While the Pittsburgh Steelers may have gained some tangible evidence of improvement, improving their win total by three games and hosting a playoff game as a division champion for the first time in four seasons, there is no doubt that the team is far from a finished product.
No team, of course, is a finished product in the offseason. Every team loses players to free agency and retirement, and replaces them through the same free agency process, as well as the draft.
With all of the change that occurs during the offseason, it’s often difficult to predict how a particular team might fare. They may wind up holding the Lombardi trophy or the first overall draft pick when all is said and done.

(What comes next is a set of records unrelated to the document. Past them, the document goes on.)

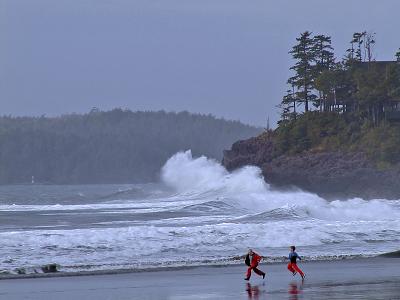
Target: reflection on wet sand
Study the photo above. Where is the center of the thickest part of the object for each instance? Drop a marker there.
(295, 290)
(255, 291)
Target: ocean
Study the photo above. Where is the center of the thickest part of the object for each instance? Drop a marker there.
(197, 214)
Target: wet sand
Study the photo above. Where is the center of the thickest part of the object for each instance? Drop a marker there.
(375, 278)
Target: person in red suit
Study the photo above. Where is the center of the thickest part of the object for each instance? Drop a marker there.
(252, 260)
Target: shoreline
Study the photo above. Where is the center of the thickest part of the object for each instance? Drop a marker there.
(370, 278)
(234, 263)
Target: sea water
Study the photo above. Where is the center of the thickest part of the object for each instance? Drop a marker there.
(197, 214)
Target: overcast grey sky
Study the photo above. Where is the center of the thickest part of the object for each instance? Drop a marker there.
(224, 57)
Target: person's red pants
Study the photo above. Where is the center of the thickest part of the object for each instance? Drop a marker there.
(292, 267)
(254, 268)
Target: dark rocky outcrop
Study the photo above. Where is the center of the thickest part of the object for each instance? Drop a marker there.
(331, 174)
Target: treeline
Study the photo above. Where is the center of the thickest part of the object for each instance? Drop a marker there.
(118, 146)
(357, 84)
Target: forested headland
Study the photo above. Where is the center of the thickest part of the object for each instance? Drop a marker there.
(118, 146)
(339, 133)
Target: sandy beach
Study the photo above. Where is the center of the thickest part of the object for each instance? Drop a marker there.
(374, 278)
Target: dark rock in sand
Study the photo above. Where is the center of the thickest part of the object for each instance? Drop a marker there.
(328, 174)
(50, 268)
(395, 254)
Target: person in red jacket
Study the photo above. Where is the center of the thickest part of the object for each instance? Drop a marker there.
(252, 260)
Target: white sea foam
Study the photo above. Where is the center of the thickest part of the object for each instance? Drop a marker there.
(247, 189)
(210, 215)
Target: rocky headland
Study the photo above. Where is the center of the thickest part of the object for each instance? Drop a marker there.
(332, 174)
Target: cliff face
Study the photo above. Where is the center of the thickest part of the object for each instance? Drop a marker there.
(328, 174)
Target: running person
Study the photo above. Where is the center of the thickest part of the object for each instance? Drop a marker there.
(292, 266)
(252, 260)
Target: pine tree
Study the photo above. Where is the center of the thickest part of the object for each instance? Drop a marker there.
(303, 80)
(324, 61)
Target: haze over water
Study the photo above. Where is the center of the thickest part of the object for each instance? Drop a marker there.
(197, 214)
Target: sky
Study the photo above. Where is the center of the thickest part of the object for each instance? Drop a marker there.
(228, 58)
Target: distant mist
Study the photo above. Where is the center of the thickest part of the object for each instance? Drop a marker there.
(117, 146)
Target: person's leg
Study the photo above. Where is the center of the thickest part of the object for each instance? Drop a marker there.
(248, 274)
(298, 270)
(259, 272)
(290, 267)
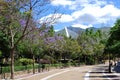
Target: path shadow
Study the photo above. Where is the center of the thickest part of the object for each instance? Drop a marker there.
(116, 69)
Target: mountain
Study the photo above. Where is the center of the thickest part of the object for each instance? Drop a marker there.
(73, 32)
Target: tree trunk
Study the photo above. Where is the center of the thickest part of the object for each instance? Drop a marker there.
(39, 64)
(33, 64)
(12, 63)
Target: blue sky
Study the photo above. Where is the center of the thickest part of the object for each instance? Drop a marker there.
(85, 13)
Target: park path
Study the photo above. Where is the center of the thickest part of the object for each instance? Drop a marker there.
(94, 72)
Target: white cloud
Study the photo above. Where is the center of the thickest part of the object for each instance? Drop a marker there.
(82, 26)
(88, 12)
(61, 2)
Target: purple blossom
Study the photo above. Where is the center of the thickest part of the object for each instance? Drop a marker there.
(22, 22)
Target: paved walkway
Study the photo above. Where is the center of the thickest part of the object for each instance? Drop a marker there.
(95, 72)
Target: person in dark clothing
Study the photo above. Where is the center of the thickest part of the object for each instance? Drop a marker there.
(43, 67)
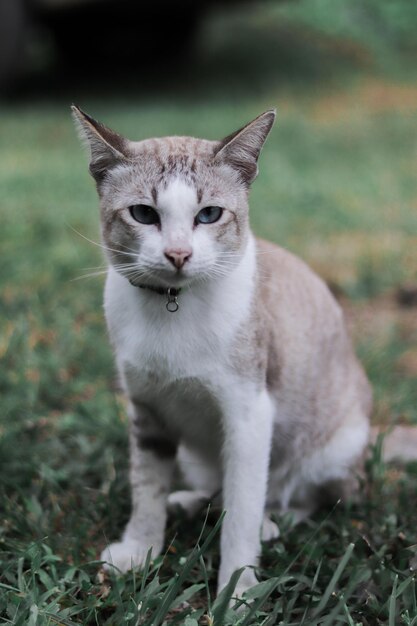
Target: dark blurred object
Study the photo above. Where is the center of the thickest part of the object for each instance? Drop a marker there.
(13, 27)
(99, 34)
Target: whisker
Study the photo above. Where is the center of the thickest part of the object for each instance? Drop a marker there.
(100, 245)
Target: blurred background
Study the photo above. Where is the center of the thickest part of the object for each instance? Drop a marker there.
(337, 185)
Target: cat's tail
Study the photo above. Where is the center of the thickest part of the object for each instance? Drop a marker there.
(398, 443)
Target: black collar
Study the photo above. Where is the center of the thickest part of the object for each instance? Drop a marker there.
(171, 294)
(163, 291)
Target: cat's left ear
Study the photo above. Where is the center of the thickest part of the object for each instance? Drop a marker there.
(241, 149)
(107, 148)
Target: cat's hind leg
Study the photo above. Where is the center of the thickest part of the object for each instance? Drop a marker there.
(203, 478)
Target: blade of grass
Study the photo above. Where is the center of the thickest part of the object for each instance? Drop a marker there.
(393, 603)
(222, 601)
(334, 580)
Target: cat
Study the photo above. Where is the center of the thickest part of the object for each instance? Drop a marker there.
(233, 354)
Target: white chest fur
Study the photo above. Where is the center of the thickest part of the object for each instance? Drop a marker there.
(193, 342)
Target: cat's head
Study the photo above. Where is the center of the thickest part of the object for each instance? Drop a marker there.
(174, 210)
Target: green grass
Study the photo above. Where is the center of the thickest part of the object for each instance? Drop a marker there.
(337, 185)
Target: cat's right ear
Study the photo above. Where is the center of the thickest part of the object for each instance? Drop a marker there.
(107, 148)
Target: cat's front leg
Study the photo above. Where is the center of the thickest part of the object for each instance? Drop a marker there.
(152, 456)
(248, 419)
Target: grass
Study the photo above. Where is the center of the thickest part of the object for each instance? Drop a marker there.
(337, 185)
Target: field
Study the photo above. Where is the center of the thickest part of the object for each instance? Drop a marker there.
(338, 186)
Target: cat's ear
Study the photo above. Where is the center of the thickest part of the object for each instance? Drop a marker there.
(107, 148)
(241, 149)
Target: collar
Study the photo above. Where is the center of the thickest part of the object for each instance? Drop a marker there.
(171, 294)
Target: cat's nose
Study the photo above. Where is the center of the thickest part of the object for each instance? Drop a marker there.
(178, 256)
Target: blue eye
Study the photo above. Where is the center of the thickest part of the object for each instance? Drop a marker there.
(144, 214)
(209, 215)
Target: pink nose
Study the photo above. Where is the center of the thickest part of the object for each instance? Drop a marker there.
(178, 256)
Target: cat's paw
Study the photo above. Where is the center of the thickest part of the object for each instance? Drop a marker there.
(125, 555)
(269, 530)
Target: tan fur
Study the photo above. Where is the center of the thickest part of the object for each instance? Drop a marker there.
(252, 385)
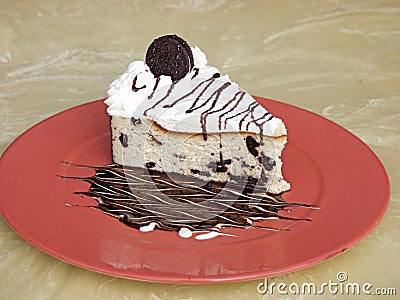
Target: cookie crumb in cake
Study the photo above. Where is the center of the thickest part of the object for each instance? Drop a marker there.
(123, 138)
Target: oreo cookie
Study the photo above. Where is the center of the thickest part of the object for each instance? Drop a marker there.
(170, 55)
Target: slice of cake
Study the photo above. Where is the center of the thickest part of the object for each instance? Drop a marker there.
(174, 114)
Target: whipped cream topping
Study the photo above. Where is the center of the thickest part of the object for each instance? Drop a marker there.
(201, 102)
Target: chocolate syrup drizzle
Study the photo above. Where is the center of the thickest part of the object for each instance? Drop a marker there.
(201, 88)
(130, 195)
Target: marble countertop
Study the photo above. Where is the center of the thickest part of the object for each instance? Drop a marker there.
(339, 59)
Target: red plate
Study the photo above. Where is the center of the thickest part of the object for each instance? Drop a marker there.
(326, 165)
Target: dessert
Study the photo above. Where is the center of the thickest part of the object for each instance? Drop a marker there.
(175, 114)
(192, 152)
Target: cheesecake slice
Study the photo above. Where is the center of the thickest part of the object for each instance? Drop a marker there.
(193, 122)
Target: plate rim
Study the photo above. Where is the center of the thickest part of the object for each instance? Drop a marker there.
(185, 279)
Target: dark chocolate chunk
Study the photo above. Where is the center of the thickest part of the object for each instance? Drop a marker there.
(267, 162)
(136, 121)
(199, 172)
(252, 144)
(150, 164)
(170, 55)
(123, 138)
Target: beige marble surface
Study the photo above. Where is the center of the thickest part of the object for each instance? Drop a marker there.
(337, 58)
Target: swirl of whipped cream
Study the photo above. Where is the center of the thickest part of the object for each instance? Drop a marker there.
(201, 102)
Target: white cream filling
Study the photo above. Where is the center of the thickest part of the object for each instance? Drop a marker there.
(125, 102)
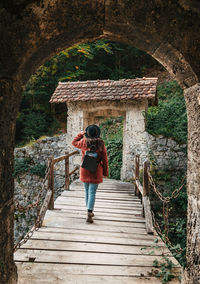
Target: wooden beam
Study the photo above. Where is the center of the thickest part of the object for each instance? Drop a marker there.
(71, 173)
(51, 184)
(139, 186)
(61, 158)
(45, 205)
(148, 215)
(67, 171)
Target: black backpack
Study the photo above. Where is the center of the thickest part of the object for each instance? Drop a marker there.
(90, 160)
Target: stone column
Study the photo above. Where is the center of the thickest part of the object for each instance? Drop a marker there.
(75, 124)
(134, 138)
(192, 271)
(10, 92)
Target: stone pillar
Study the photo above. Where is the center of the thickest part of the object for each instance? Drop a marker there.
(75, 124)
(10, 92)
(134, 138)
(192, 271)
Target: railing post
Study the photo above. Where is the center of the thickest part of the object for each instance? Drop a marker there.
(137, 166)
(137, 171)
(145, 183)
(67, 171)
(51, 183)
(145, 179)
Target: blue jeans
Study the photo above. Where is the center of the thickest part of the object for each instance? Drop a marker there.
(90, 194)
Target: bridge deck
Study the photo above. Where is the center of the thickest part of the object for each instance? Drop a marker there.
(69, 250)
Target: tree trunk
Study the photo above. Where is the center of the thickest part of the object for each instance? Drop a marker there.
(9, 103)
(192, 271)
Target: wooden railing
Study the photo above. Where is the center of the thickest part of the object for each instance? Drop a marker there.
(143, 190)
(48, 202)
(49, 199)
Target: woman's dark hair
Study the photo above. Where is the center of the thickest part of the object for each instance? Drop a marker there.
(95, 143)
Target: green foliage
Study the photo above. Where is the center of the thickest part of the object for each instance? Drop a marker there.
(167, 181)
(101, 59)
(39, 170)
(169, 118)
(165, 271)
(25, 166)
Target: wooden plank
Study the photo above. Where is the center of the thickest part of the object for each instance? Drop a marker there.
(78, 200)
(98, 216)
(67, 208)
(87, 238)
(102, 215)
(33, 269)
(91, 247)
(100, 195)
(79, 279)
(91, 232)
(54, 221)
(106, 206)
(98, 227)
(86, 258)
(69, 250)
(148, 216)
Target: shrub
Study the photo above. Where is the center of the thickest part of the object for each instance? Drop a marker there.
(169, 118)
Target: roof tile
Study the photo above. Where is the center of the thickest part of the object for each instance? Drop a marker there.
(125, 89)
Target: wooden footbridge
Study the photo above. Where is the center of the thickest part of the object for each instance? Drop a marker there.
(116, 248)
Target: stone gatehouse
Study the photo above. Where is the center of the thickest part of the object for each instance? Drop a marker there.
(89, 102)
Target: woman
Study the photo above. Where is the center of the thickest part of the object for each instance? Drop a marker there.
(86, 141)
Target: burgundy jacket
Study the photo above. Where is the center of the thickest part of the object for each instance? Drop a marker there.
(102, 169)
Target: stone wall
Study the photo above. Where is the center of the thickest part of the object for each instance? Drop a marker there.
(28, 185)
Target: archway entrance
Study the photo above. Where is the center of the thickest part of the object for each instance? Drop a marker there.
(86, 101)
(33, 31)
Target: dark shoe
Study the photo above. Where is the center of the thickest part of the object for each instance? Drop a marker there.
(89, 217)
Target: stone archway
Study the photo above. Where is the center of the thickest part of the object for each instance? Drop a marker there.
(32, 31)
(87, 101)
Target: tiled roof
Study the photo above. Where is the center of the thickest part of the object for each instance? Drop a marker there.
(125, 89)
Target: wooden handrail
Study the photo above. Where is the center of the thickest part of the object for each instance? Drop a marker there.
(144, 191)
(52, 161)
(61, 158)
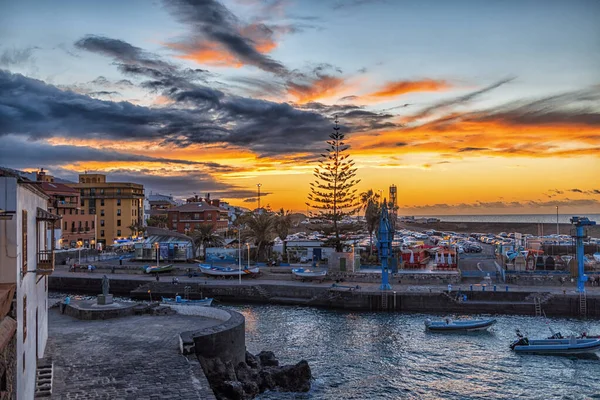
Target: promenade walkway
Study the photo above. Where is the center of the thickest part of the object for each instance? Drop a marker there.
(124, 358)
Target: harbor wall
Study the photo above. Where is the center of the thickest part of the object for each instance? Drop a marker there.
(426, 300)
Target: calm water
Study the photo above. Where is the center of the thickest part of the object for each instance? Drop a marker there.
(390, 356)
(528, 218)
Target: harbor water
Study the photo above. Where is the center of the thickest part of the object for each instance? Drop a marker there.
(391, 356)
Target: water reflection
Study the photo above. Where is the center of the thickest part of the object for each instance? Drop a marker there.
(390, 356)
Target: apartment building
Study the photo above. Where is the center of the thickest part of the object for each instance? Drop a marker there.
(26, 260)
(116, 205)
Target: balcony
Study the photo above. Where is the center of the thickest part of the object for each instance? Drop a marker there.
(45, 265)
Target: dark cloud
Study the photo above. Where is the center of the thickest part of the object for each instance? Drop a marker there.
(16, 57)
(19, 153)
(447, 104)
(211, 21)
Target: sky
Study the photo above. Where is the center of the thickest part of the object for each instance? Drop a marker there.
(468, 107)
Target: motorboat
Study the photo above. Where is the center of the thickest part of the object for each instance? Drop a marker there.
(568, 346)
(214, 270)
(449, 325)
(154, 269)
(309, 273)
(186, 302)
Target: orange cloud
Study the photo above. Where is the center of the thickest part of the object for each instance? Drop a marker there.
(398, 88)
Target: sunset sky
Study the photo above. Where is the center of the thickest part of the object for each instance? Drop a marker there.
(468, 107)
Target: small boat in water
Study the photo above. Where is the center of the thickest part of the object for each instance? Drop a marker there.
(154, 269)
(227, 271)
(459, 326)
(306, 273)
(185, 302)
(556, 346)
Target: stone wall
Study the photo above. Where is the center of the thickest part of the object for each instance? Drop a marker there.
(8, 364)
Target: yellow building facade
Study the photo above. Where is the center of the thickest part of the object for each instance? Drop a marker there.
(117, 206)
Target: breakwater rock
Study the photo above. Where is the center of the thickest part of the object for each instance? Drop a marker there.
(257, 374)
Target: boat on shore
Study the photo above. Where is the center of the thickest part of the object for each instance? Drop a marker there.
(459, 326)
(568, 346)
(151, 269)
(213, 270)
(186, 302)
(309, 274)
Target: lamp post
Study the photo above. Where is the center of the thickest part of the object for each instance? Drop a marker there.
(258, 185)
(157, 247)
(240, 255)
(248, 246)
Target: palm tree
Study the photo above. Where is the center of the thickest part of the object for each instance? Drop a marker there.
(205, 236)
(282, 227)
(367, 198)
(261, 230)
(372, 215)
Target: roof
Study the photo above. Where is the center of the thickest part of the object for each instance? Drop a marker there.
(202, 206)
(155, 234)
(50, 187)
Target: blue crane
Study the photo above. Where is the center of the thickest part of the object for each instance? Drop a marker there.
(580, 223)
(384, 245)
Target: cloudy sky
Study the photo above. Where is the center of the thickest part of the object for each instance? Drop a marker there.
(467, 106)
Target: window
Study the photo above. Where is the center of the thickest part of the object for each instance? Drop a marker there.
(24, 246)
(24, 318)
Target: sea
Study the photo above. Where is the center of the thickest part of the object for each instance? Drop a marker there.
(512, 218)
(367, 355)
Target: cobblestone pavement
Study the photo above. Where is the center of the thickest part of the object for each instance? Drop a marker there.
(124, 358)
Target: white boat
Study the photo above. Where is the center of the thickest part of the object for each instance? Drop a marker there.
(459, 326)
(307, 273)
(227, 271)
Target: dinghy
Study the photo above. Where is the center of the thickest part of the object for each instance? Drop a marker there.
(306, 273)
(185, 302)
(459, 326)
(556, 346)
(154, 269)
(227, 271)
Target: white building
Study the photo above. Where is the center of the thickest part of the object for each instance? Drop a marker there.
(26, 260)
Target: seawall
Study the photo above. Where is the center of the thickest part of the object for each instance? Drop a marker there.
(424, 300)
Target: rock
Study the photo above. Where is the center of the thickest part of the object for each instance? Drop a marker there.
(267, 359)
(229, 390)
(251, 360)
(292, 378)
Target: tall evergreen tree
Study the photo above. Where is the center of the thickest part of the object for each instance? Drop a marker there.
(333, 193)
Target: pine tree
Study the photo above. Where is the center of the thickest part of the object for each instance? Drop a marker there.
(333, 192)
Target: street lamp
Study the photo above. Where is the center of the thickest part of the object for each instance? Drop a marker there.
(258, 185)
(248, 246)
(157, 246)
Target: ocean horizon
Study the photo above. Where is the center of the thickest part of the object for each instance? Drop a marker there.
(512, 218)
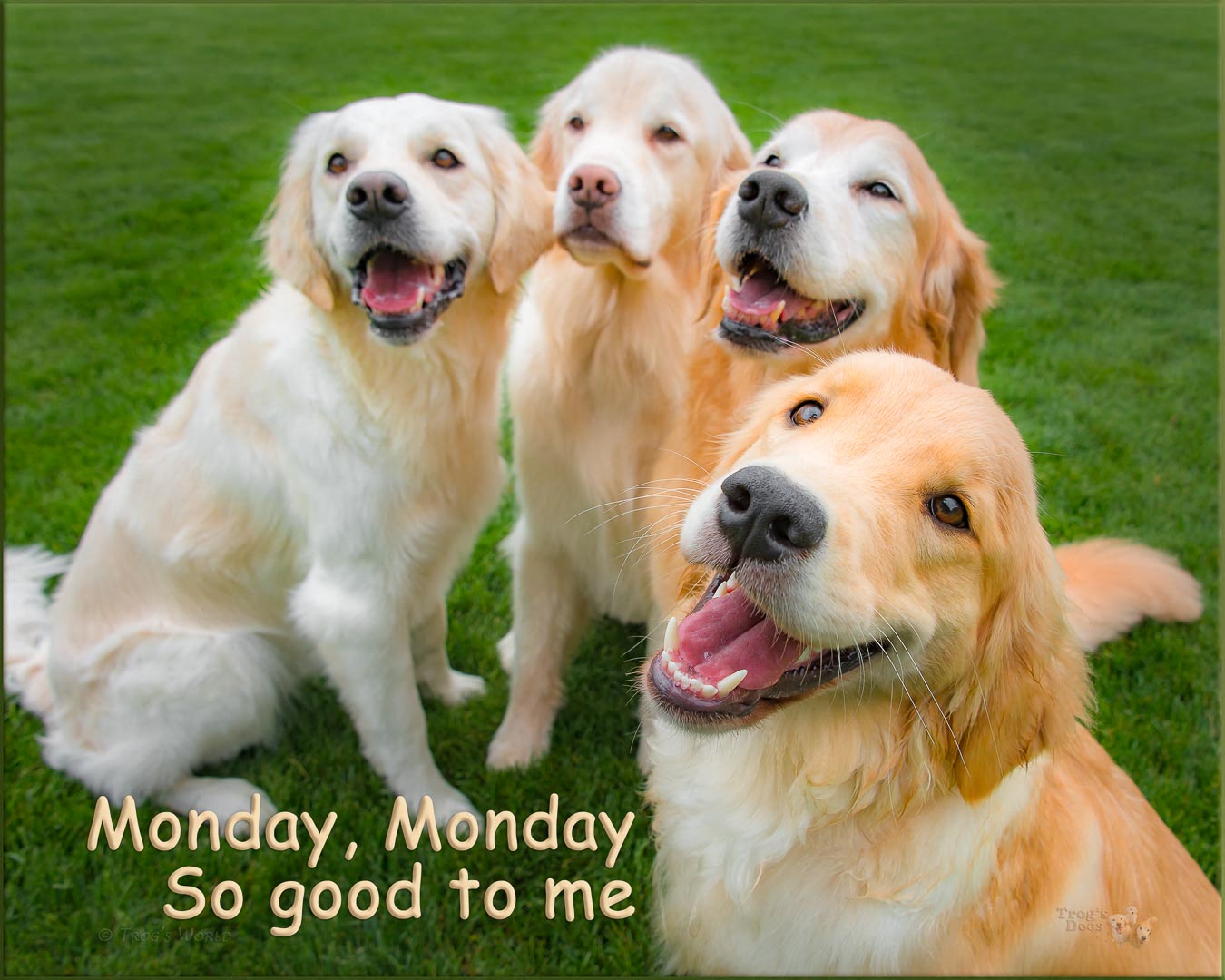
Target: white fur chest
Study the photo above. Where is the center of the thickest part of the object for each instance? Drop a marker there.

In order to gain a better feel for not only the issues facing the team this year, but how those issues might play out, it’s useful to take the devil’s advocate approach. This is the optimistic side of the coin.
Question: Was it wise to push further cap money into the future for safety Mike Mitchell?
Yesterday, it was reported that the Steelers had restructured the contracts of tackle Marcus Gilbert and safety Mike Mitchell, with plans to finalize a restructured deal with center Maurkice Pouncey to follow.
For as much as he is criticized, Gilbert has been a solid starter at right tackle when he can stay healthy, with over 40 starts to his name in four seasons, and he was rewarded with a new contract during the preseason a year ago.
Mitchell, meanwhile, was the Steelers’ ‘big’ free agent signing, a new starting free safety who was brought in on a five-year, $25 million contract, with the dollar values skewing heavily toward the later years.
The thinking was that, should Mitchell falter, the team could walk away early in the contract without leaving behind too much dead money. Restructuring his deal, which evidently cleared perhaps about $2.5 million in cap space, will add about $800,000 or so to the cap hit on the last three years of his contract.
The idea of adding more potential dead money to his deal might sound like a nightmare to many fans, who widely believe that he performed poorly in his first season with the team. But the increase in dead money is not so substantial as to color the move with so much risk.
That the team was willing to push forward any money for cap relief this year in a move that perhaps they could have spared making suggests that they are comfortable making their future projections about Mitchell’s success in the Steelers’ defense.
While there are some questions in his game that wouldn’t seem to necessarily benefit from, for example, a healthy groin or playing without a freelancer next to him, such as taking poor angles or displaying poor tackling technique, there is reason to believe that Mitchell can and should be a more reliable player going forward.
And if that is indeed the case, then that money pushed forward will be money well spent. In the meantime, the cap space this season will go to rebuilding a roster that should compete for another division title.